"An act of extreme intolerance and bigotry"

I then added:

People who run our government have to govern in the real world. They have to protect the welfare of our troops in the field; do whatever they can to see to it that these troops do not face even greater risks and difficulties than they already do in protecting the U.S. national interest; try to bring the Muslim world to our side – especially now that the Arab world appears to be opening and the views of the people, not just the view of a few rulers, would matter much more; try to dry the swamp in which terrorism thrives; attempt to create a Sunni Arab coalition to contain a rising Iran; try to encourage the Palestinians to make peace with Israel; try to make sure Turkey does not drift too far away from the West — and this is just the short list of the challenges Obama, Clinton, Gates, Petraeus, Muller, etc. face and the responsibilities they shoulder.

All these challenges — and many more — would have been more difficult to meet effectively had the Koran burning taken place. All these responsibilities would have been much more difficult to carry out without as clear and as unequivocal a signal as possible to the Muslim world that the U.S. government resolutely opposed that burning (Ben Frankel, “Gratuitous insults: The staying power of bad ideas,” 4 March 2011 HSNW).

Predictably, Jones’s Koran burning had precisely those consequences which Obama, Gates, Clinton, Petraeus, Mueller, and others have warned about — and we are just at the beginning of the backlash.

In Afghanistan, demonstrators attacked a UN building, killing twenty and wounding eighty-three. Among the dead are Norwegian, Romanian, Swedish, and Nepalese nationals. Experts worry that the wave of protest will sweep the Muslim world.

Here are the opening lines from a report filed by the Los Angeles Times reporter Laura King from Afghanistan:

One clear beneficiary has emerged from the wave of deadly riots that swept Afghanistan after members of a Florida evangelical church burned a copy of the Koran: the Taliban.

The insurgents, according to Afghan and Western officials, have been able to exploit the ongoing tumult, using riots as cover for attacks against Western and government targets and reaping propaganda benefits by allying themselves with popular fury over the desecration of the Muslim holy book.

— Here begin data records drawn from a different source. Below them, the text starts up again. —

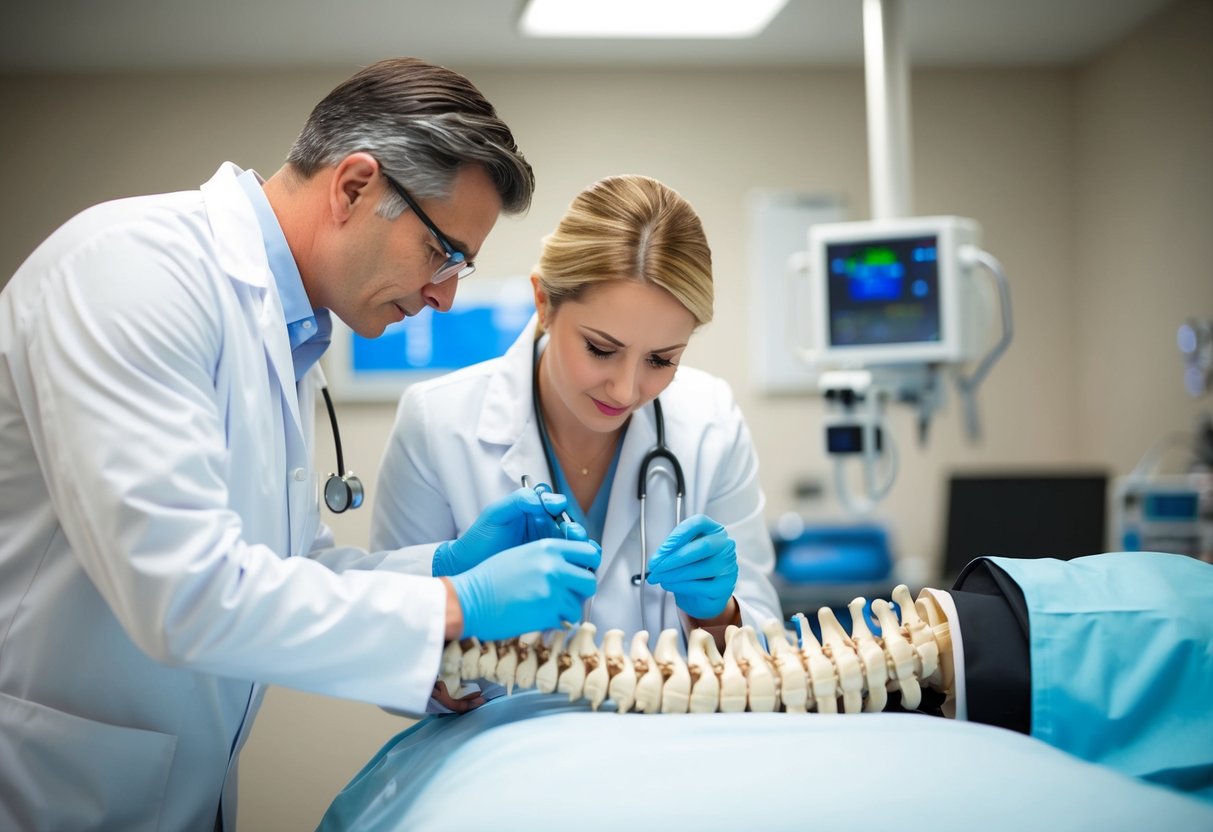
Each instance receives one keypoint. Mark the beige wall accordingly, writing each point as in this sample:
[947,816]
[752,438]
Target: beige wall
[1093,187]
[1143,232]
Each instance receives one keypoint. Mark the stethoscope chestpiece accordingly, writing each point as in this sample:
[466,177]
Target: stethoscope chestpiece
[342,493]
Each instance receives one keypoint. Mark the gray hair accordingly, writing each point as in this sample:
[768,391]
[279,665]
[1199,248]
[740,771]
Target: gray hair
[422,123]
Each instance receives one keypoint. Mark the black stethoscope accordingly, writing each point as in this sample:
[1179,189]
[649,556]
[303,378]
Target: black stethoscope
[341,491]
[658,452]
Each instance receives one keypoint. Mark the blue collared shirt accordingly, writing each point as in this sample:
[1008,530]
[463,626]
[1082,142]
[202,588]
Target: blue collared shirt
[308,330]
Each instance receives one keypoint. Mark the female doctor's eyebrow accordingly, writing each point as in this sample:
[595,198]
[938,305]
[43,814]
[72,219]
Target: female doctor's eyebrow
[615,341]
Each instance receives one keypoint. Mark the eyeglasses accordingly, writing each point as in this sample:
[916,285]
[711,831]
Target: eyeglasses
[457,265]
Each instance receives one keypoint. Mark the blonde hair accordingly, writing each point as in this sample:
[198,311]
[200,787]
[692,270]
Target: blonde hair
[628,228]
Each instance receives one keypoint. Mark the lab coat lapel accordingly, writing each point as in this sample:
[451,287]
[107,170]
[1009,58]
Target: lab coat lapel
[507,417]
[241,255]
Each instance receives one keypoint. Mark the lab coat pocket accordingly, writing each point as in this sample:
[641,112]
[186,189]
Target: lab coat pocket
[58,770]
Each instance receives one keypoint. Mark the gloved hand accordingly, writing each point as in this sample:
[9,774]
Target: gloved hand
[518,518]
[535,586]
[698,563]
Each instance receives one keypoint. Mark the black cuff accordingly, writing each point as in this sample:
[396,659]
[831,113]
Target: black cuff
[995,637]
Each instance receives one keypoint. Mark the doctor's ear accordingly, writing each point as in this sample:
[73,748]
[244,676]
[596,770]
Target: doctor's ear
[540,301]
[352,181]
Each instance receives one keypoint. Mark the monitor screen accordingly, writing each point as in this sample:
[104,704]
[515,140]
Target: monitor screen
[1055,514]
[883,291]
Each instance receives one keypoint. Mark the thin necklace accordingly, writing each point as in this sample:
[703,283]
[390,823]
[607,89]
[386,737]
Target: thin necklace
[585,468]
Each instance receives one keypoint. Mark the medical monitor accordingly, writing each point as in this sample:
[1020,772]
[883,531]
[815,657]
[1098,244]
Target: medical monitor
[1024,514]
[488,317]
[893,291]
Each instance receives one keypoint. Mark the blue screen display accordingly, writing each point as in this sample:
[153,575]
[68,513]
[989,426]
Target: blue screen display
[1171,506]
[448,341]
[883,291]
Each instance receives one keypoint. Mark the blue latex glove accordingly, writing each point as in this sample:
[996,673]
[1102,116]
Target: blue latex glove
[519,518]
[535,586]
[698,563]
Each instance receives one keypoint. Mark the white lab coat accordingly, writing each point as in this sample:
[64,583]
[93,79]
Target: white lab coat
[466,439]
[155,474]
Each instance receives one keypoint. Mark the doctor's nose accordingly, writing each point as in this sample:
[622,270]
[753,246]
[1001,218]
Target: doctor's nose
[440,295]
[622,386]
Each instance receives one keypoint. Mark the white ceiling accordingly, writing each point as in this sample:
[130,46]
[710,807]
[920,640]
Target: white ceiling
[63,35]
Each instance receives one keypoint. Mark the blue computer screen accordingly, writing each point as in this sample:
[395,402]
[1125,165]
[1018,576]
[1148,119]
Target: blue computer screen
[468,334]
[883,291]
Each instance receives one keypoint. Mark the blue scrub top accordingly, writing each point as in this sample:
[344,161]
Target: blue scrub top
[596,519]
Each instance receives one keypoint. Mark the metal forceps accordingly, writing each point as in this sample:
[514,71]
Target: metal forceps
[541,489]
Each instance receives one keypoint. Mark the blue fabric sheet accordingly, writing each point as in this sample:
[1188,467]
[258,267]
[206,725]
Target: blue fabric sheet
[534,761]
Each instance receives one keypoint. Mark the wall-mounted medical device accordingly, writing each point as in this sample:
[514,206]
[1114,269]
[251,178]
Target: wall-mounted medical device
[894,307]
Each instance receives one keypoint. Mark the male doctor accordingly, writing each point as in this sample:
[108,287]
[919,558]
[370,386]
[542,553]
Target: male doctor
[157,469]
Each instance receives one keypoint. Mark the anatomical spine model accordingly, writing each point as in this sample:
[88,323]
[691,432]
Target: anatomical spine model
[849,672]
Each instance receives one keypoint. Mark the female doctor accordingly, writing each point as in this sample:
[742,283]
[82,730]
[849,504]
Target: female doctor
[620,286]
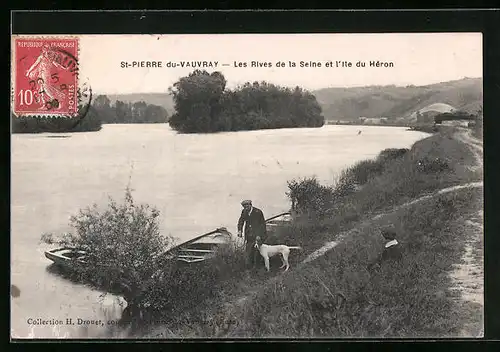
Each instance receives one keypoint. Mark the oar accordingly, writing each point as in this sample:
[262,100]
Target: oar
[197,238]
[277,216]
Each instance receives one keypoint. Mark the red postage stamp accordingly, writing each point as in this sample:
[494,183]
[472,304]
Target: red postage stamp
[45,76]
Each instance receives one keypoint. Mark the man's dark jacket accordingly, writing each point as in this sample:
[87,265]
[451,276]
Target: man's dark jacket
[255,224]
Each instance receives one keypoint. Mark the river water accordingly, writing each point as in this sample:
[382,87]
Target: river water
[196,181]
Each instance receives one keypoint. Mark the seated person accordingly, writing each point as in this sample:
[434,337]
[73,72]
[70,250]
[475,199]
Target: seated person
[392,249]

Moreover, the violence has fueled tensions among NATO allies, Western diplomats say, sparked as it was by an American figure, albeit a fringe one. The riots have tapped a well of anti-foreign and particularly anti-American sentiment that exists even among Afghans who do not condone the deaths that have occurred.

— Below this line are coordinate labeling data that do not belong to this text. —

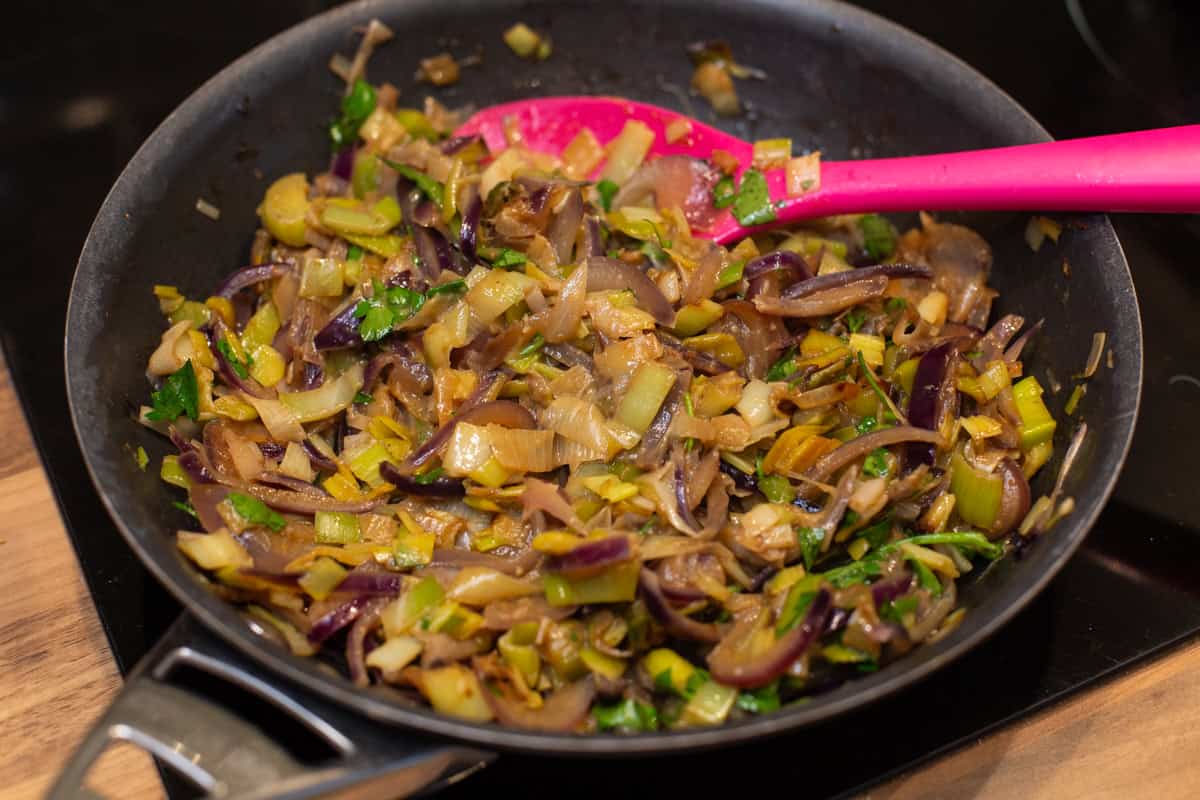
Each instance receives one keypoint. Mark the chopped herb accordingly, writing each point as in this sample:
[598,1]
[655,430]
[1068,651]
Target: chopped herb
[509,258]
[763,699]
[724,193]
[628,715]
[879,238]
[357,107]
[876,463]
[810,540]
[783,368]
[533,348]
[384,310]
[425,479]
[753,205]
[899,608]
[453,287]
[256,512]
[606,190]
[429,187]
[186,507]
[238,365]
[179,395]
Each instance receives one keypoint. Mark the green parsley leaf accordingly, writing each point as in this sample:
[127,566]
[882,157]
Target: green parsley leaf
[238,365]
[453,287]
[533,347]
[430,187]
[256,512]
[508,259]
[606,190]
[783,368]
[628,715]
[810,540]
[879,238]
[425,479]
[876,463]
[186,507]
[763,699]
[357,107]
[179,395]
[753,205]
[724,193]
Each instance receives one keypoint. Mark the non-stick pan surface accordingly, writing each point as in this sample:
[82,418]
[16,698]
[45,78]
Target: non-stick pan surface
[840,80]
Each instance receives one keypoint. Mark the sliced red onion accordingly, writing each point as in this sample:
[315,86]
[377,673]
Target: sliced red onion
[563,711]
[249,276]
[292,483]
[565,224]
[342,163]
[885,591]
[457,143]
[681,492]
[835,280]
[933,390]
[439,487]
[307,504]
[317,458]
[468,233]
[675,623]
[591,557]
[507,413]
[612,274]
[340,618]
[861,446]
[515,566]
[729,668]
[373,582]
[204,498]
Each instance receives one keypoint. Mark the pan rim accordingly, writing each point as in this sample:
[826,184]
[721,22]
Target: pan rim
[220,618]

More is to come. Jones said that he will put Mohammed “on trial” next.

 

President Obama said the desecration of the Koran “is an act of extreme intolerance and bigotry.” Republican Senator Lindsey Graham of South Carolina said that “Free speech is a great idea, but we are in a war. During World War II, you had limits on what you could say if it would inspire the enemy.”

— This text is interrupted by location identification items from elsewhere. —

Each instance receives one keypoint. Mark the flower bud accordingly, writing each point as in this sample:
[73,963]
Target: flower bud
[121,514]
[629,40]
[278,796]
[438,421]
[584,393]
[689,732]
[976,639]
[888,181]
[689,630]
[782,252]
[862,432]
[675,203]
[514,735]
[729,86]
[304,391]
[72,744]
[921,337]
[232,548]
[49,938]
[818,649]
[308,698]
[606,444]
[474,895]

The constitutional rights of Americans are guaranteed, including the rights to engage in unpopular and disagreeable conduct. Jones’s sheer recklessness and narcissism should not change that. His blithe disregard for the welfare and well-being of American soldiers on the front line, however, his casualness when it comes to weighing his actions in light of the national interest, and his moral carelessness should give us a pause.

Nearly a hundred years ago, President Woodrow Wilson said that a major American foreign policy goal was to make the world safe for democracy. Governor Samuel Walker McCall of Massachusetts (in office 1916-19) corrected Wilson, saying that we should rather worry about “mak[ing] democracy safe for the world.” Indeed.